Videogames have the freedom to totally create a character to their perfect liking, and put them in difficult situations that could relate to anyone. The imagination is limitless, and with the medium of videogames, developers can maximize their potential with their imaginations and positively reach out to their audience. Characters that can be romanticized, legends that can be interacted with and feel more real, and heroes with goals that the player can directly identify with has pushed gaming into a whole new scope within the entertainment industry.
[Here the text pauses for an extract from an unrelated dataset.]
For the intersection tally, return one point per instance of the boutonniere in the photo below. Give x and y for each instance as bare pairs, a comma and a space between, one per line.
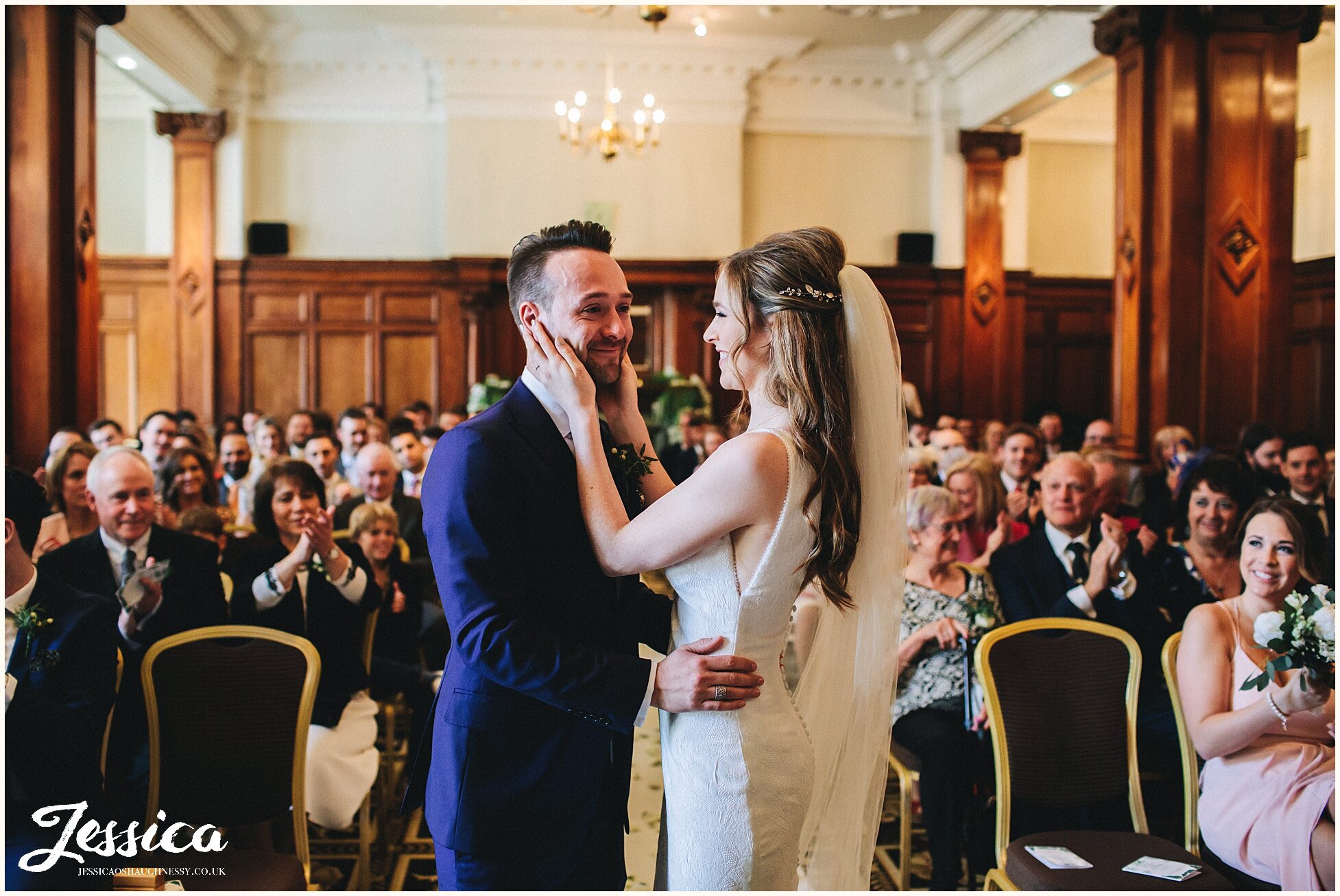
29, 620
632, 465
43, 659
Mario, Link, Master Chief, Samus, Lara Croft, Ezio Auditore, Megaman, and many more heroes in videogames have unyielding willpower and indestructible moral values, even in the face of the most impossible odds. These characters are all relatable to different people, for different reasons, with the unifying element of heroism. Our day to day lives are filled with hundreds of thousands of choices, all influenced by what we believe is "right" or "normal", and role models help us to define what these words mean to us.
Ezio Auditore, my personal favorite, is a character representing an unyielding desire to make a difficult life better than what it is. He takes control of the world around him, and just like the quote from Ghandi, becomes the change he wanted to see in the world rather than wallowing in despair. After being framed for his family's murder, he decides to make a difference and dedicate himself to the pursuit righteousness by reigniting the order of the assassins. His only motivation is not vengeance, though. He fights for the greater good, and uses the tragedies he faced as further reasons to protect innocent people from the same fate.
Although characters that are most effective in my opinion, are the faceless ones. John-117, AKA Master Chief of the Halo franchise, provides merely an orange mask as a face and few instances of dialogue, the (male) gamer is free to feel as if they were Master Chief themselves. Bungie Studios' Frank O'Connor describes Spartan 117 as, "so quiet and
so invisible, literally, that the player gets to pretend they're the
Chief. The player gets to inhabit those shoes [and] apply their own
personality." This type of immersion greatly enhances the psychological effects of the characters on the gamers.
I have never really thought about characters in video games as role models to be honest, and i think you bring up some very interesting points. As you said the easiest to recognize and relate to role models are the faceless ones, but i wonder where customized characters who have definitive personalities are placed in this mix. Characters like commander Shepard, who can be either male or female and virtually any race, are being portrayed more often in games recently, like in Sunset Overdrive and Destiny, or even Skyrim. Would people make their characters with the subconscious hope of finding a role model in the way they create a character, and choose how the character behaves?